The Day of the Triffids(30)
“Hang on there, mate,” he said, and jumped toward the main fastening of the gates.
The man inside recovered from his first surprise. He struck wildly through the bars behind him with his other hand. A chance swipe took the blind man in the face. It made him give a yell and tighten his grip. The leader of the crowd was wrenching at the gate fastening. At that moment a rifle cracked. The bullet pinged against the railings and whirred off on a ricochet. The leader checked suddenly, undecided. Behind him there was an outbreak of curses and a scream or two. The crowd swayed back and forth as though uncertain whether to run or to charge the gates. The decision was made for them by those in the courtyard. I saw a youngish-looking man tuck something under his arm, and I dropped down, pulling Josella with me, as the clatter of a submachine gun began.
It was obvious that the shooting was deliberately high; nevertheless, the rattle of it, and the whizz of glancing bullets, was alarming. One short burst was enough to settle the matter. When we raised our heads the crowd had lost entity and its components were groping their ways to safer parts in all three possible directions. The leader paused only to shout something unintelligible, then he turned away too. He made his way northward up Malet Street, doing his best to rally his following behind him.
I sat where we were and looked at Josella. She looked thoughtfully back at me and then down at the ground before her. It was some minutes before either of us spoke.
“Well?” I asked at last.
She raised her head to look across the road, and then at the last stragglers from the crowd pathetically fumbling their ways.
“He was right,” she said. “You know he was right, don’t you?” I nodded.
“Yes, he was right…. And yet he was quite wrong too. You see, there is no ‘they’ to come to clear up this mess—I’m quite sure of that now. It won’t be cleared up. We could do as he says. We could show some, though only some, of these people where there is food. We could do that for a few days, maybe for a few weeks, but after that—what?”
“It seems so awful, so callous…”
“If we face it squarely, there’s a simple choice,” I said. “Either we can set out to save what can be saved from the wreck—and that has to include ourselves—or we can devote ourselves to stretching the lives of these people a little longer. That is the most objective view I can take.

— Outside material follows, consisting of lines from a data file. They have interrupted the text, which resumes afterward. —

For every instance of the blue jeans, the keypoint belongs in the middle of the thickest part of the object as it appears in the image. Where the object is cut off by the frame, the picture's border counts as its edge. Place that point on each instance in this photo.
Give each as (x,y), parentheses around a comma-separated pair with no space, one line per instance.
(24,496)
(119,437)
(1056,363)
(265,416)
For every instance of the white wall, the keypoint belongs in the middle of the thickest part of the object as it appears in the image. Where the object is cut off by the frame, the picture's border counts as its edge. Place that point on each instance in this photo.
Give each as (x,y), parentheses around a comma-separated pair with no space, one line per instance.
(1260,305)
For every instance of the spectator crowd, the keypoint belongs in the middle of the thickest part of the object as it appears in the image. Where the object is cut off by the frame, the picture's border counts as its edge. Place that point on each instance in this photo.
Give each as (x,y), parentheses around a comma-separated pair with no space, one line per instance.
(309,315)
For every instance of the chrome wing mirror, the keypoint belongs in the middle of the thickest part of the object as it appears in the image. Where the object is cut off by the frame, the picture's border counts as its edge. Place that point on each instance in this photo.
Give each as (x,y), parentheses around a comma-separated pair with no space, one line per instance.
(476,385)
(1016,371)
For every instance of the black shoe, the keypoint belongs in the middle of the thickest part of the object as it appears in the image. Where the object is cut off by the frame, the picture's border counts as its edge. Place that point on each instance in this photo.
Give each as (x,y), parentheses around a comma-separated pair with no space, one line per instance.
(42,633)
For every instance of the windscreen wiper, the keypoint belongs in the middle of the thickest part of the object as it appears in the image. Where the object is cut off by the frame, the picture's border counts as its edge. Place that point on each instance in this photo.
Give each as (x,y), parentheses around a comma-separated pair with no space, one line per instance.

“But I can see, too, that the more obviously humane course is also, probably, the road to suicide. Should we spend our time in prolonging misery when we believe that there is no chance of saving the people in the end? Would that be the best use to make of ourselves?”
She nodded slowly.
“Put like that, there doesn’t seem to be much choice, does there? And even if we could save a few, which are we going to choose? And who are we to choose? And how long could we do it, anyway?”
“There’s nothing easy about this,” I said. “I’ve no idea what proportion of semidisabled persons it may be possible for us to support when we come to the end of easy supplies, but I don’t imagine it could be very high.”
“You’ve made up your mind,” she said, glancing at me. There might or might not have been a tinge of disapproval in her voice.
“My dear,” I said, “I don’t like this any more than you do. I’ve put the alternatives badly before you. Do we help those who have survived the catastrophe to rebuild some kind of life? Or do we make a moral gesture which, on the face of it, can scarcely be more than a gesture? The people across the road there evidently intend to survive.”
She dug her fingers into the earth and let the soil trickle out of her hand.
“I suppose you’re right,” she said. “But you’re also right when you say I don’t like it.”
“Our likes and dislikes as decisive factors have now pretty well disappeared,” I suggested.
“Maybe, but I can’t help feeling that there must be something wrong about anything that starts with shooting.”
“He shot to miss—and it’s very likely he saved fighting,” I pointed out.
The crowd had all gone now. I climbed over the wall and helped Josella down on the other side. A man at the gate opened it to let us in.
“How many of you?” he asked.
“Just the two of us. We saw your signal last night,” I told him.
“Okay. Come along, and we’ll find the Colonel,” he said, leading us across the forecourt.
The man whom he called the Colonel had set himself up in a small room not far from the entrance and intended, seemingly, for the porters. He was a chubby man just turned fifty or thereabouts. His hair was plentiful but well-trimmed, and gray. His mustache matched it and looked as if no single hair would dare to break the ranks. His complexion was so pink, healthy, and fresh that it might have belonged to a much younger man; his mind, I discovered later, had never ceased to do so. He was sitting behind a table with quantities of paper arranged on it in mathematically exact blocks and an unsoiled sheet of pink blotting paper placed squarely before him.
As we came in he turned upon us, one after the other, an intense, steady look, and held it a little longer than was necessary. I recognized the technique. It is intended to convey that the user is a percipient judge accustomed to taking summarily the measure of his man; the receiver should feel that he now faces a reliable type with no nonsense about him—or, alternatively, that he has been seen through and had all his weaknesses noted. The right form of response is to return it in kind and be considered a “useful fella.” I did. The Colonel picked up his pen.